Honoring the fallen
More than two-thirds of the graves at the historic Citizens Cemetery in Prescott are unmarked, but the volunteer caretakers are taking advantage of a long-time federal program to give veterans gravestones.
Ever since the Civil War when it established national cemeteries, the U.S. government has provided free gravestones for its veterans, said Don Murphy, chief of operations for the Memorial Program Service under the Department of Veterans Affairs.
Since that department took over the Headstone Marker Program in 1973 from the Department of the Army, it has commissioned headstones for more than 9 million veterans, Murphy said. The graves can be in any cemetery, not just the national cemeteries such as the one in Prescott.
"It's good that you have local groups out there trying to restore older cemeteries," Murphy said.

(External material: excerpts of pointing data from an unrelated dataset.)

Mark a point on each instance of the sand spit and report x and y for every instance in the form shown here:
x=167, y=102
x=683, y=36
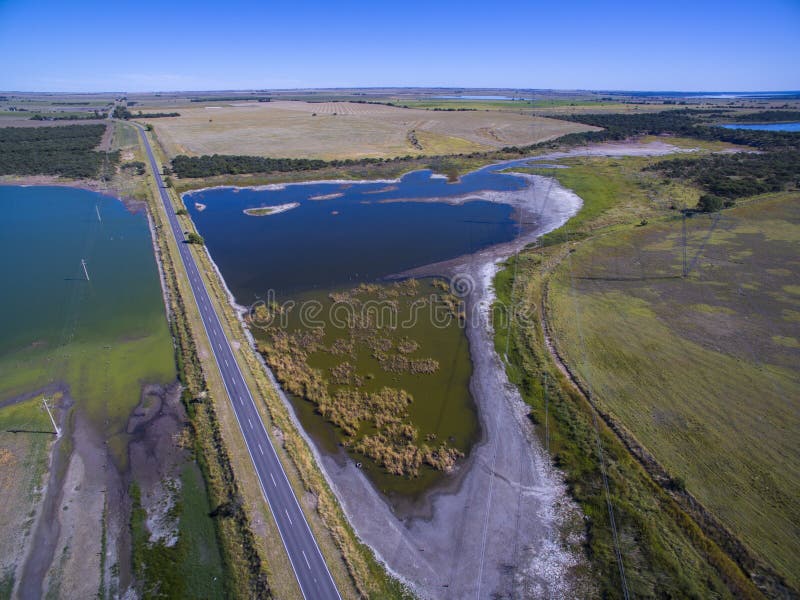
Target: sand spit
x=268, y=211
x=328, y=196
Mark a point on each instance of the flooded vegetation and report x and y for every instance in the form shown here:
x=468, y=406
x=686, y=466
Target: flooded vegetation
x=382, y=372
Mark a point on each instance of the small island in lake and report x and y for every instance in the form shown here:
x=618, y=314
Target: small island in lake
x=263, y=211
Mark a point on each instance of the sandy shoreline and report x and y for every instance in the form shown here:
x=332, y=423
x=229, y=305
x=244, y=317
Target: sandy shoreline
x=275, y=187
x=458, y=540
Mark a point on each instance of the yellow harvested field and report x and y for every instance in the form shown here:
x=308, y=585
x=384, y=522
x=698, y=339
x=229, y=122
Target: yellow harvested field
x=334, y=130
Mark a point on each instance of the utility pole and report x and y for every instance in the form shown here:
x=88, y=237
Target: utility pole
x=52, y=420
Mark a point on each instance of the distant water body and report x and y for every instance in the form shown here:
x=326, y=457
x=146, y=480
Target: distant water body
x=793, y=127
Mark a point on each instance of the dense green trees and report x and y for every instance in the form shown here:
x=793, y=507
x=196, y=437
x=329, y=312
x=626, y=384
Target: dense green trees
x=67, y=151
x=120, y=112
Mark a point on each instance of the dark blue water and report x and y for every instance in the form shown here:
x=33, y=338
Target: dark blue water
x=349, y=239
x=765, y=126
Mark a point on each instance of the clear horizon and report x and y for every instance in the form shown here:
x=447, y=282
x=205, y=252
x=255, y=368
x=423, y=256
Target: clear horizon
x=93, y=47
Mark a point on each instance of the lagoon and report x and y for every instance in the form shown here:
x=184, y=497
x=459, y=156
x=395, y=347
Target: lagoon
x=792, y=127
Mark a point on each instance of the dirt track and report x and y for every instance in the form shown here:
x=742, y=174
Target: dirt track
x=494, y=528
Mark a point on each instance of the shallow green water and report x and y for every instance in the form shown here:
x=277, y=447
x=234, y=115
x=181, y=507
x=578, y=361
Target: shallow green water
x=103, y=337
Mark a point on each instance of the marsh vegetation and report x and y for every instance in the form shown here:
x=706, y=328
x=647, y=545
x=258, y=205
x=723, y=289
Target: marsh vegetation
x=391, y=382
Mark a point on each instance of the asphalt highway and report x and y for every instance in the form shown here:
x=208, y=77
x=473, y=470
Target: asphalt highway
x=309, y=566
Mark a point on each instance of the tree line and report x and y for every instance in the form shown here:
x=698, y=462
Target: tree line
x=120, y=112
x=67, y=151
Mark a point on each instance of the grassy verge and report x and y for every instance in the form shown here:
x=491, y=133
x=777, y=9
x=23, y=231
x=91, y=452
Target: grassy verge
x=225, y=461
x=665, y=551
x=23, y=465
x=679, y=361
x=452, y=166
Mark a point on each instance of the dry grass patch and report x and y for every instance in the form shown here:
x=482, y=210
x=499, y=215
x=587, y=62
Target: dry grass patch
x=333, y=130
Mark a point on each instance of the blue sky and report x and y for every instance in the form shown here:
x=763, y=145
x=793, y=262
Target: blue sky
x=60, y=45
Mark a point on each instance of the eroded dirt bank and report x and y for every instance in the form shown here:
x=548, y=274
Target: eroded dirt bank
x=81, y=545
x=494, y=530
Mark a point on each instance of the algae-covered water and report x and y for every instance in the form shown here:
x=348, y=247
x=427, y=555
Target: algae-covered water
x=341, y=234
x=103, y=337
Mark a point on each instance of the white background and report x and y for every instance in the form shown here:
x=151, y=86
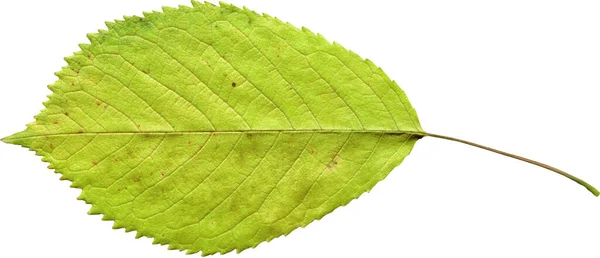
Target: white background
x=522, y=76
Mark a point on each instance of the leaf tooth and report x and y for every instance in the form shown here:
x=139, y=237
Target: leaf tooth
x=93, y=37
x=196, y=4
x=168, y=9
x=189, y=251
x=107, y=217
x=147, y=14
x=82, y=197
x=118, y=225
x=250, y=11
x=223, y=4
x=110, y=24
x=184, y=7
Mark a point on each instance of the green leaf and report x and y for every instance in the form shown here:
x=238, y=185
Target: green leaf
x=215, y=128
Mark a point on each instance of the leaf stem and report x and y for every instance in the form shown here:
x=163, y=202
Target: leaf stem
x=590, y=188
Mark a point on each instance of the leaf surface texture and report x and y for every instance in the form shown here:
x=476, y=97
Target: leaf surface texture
x=212, y=128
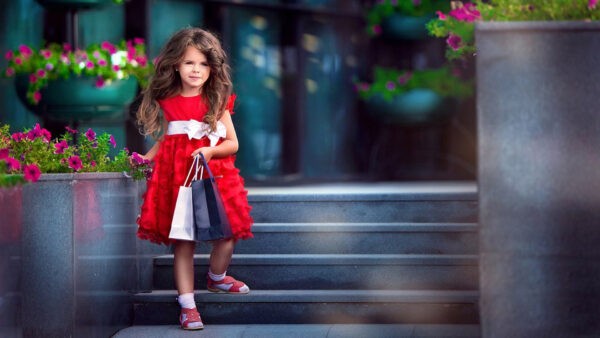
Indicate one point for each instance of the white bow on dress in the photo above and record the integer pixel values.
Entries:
(197, 129)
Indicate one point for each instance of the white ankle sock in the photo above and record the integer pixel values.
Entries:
(186, 300)
(216, 278)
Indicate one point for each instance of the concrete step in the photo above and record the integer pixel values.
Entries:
(381, 208)
(333, 271)
(315, 307)
(322, 238)
(306, 330)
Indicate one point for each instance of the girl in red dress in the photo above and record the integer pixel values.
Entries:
(193, 87)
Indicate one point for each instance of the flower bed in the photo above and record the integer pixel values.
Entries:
(25, 155)
(457, 26)
(105, 63)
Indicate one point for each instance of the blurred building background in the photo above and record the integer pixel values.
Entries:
(298, 115)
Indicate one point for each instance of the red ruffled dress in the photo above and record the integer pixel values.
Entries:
(170, 168)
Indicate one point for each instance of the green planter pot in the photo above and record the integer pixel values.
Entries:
(73, 4)
(418, 106)
(401, 27)
(78, 98)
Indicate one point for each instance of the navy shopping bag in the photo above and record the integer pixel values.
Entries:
(210, 218)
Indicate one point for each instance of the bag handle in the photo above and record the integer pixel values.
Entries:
(206, 165)
(192, 167)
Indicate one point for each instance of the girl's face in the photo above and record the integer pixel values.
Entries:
(193, 70)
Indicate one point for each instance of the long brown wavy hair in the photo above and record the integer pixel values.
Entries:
(166, 82)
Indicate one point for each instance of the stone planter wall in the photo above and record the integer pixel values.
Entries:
(538, 99)
(72, 258)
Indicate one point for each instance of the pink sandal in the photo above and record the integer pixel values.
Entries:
(190, 319)
(227, 285)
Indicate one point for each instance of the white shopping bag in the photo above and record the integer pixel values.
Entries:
(182, 226)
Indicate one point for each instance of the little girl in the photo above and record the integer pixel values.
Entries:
(192, 82)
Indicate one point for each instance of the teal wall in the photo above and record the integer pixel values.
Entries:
(167, 17)
(255, 60)
(253, 43)
(329, 117)
(21, 22)
(96, 26)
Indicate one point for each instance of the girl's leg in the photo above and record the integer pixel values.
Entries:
(184, 266)
(220, 256)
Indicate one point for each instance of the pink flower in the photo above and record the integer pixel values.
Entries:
(454, 41)
(13, 164)
(61, 147)
(46, 53)
(137, 158)
(25, 50)
(37, 96)
(142, 61)
(75, 163)
(130, 53)
(90, 134)
(46, 134)
(108, 47)
(466, 13)
(100, 83)
(35, 132)
(32, 172)
(377, 29)
(18, 137)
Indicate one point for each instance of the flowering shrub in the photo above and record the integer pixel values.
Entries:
(384, 8)
(25, 155)
(390, 82)
(457, 26)
(106, 62)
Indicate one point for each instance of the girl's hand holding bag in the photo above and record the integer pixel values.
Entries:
(199, 211)
(210, 217)
(182, 226)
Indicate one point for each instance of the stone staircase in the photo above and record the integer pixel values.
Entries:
(338, 254)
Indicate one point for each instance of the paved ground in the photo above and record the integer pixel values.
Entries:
(304, 330)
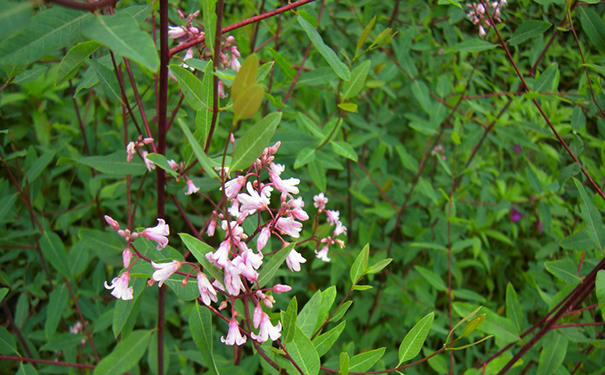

Yavapai Cemetery Association President Pat Atchison has done the required research to acquire eight marble headstones at Citizens Cemetery in recent years for veterans who served in the Civil War, Indian Wars, Spanish-American War and WWI.
She uses information from sources such as the Department of Veterans Affairs, the National Archives, the U.S. Census and genealogical Web sites to provide the necessary proof of service.
"They served their country and they need to be recognized in some way," Atchison said.
She'd like to see stones for all the 2,700 people buried at Citizens, but the money isn't available.
By a strange coincidence, one of the veterans who now have stones was born in the same town as Atchison, Elgin, Ill. His name was Henry B. Quick.
"I love his name," Atchison said. "And I felt such a close companionship with him."
Quick served in the Civil War and later was a miner who lived south of Prescott. Not much of his history is available today.
Another Prescott pioneer who now has a headstone at Citizens because of Atchison was quite well known in his time. Dennis Burke served as Prescott's mayor as well as a territorial representative and county treasurer.
He billed the Burke Hotel as "the only absolutely, fireproof hotel in Prescott" until it burned down with the rest of the downtown area on July 14, 1900. Undaunted, he rebuilt his hotel, this time of bricks. Today, it's called the Hotel St. Michael.
Burke served during the Indian Wars at Fort Verde in Camp Verde and Fort Whipple in Prescott.
The county was banning public funerals in 1918 because of the influenza pandemic, so Burke's funeral had to be private, the Journal-Miner newspaper reported.
He was buried next to the body of his 5-year-old son, who still has no grave marker.
Paul Pulliam won recognition in 1914 as the brother of Harry Pulliam, the National Baseball League president from 1903 until 1909 when he committed suicide after reportedly becoming despondent over his inability to handle league controversies.
Harry Pulliam served in the Spanish-American War and later at Fort Whipple. He remained here after the service. The Prescott Journal-Miner said he died at the age of 55 from "paresis" (partial paralysis) but his funeral home records list the cause as "softening of brain alcoholic."
While Pulliam rests at Citizens, his brother lies in Kentucky where the brothers were born.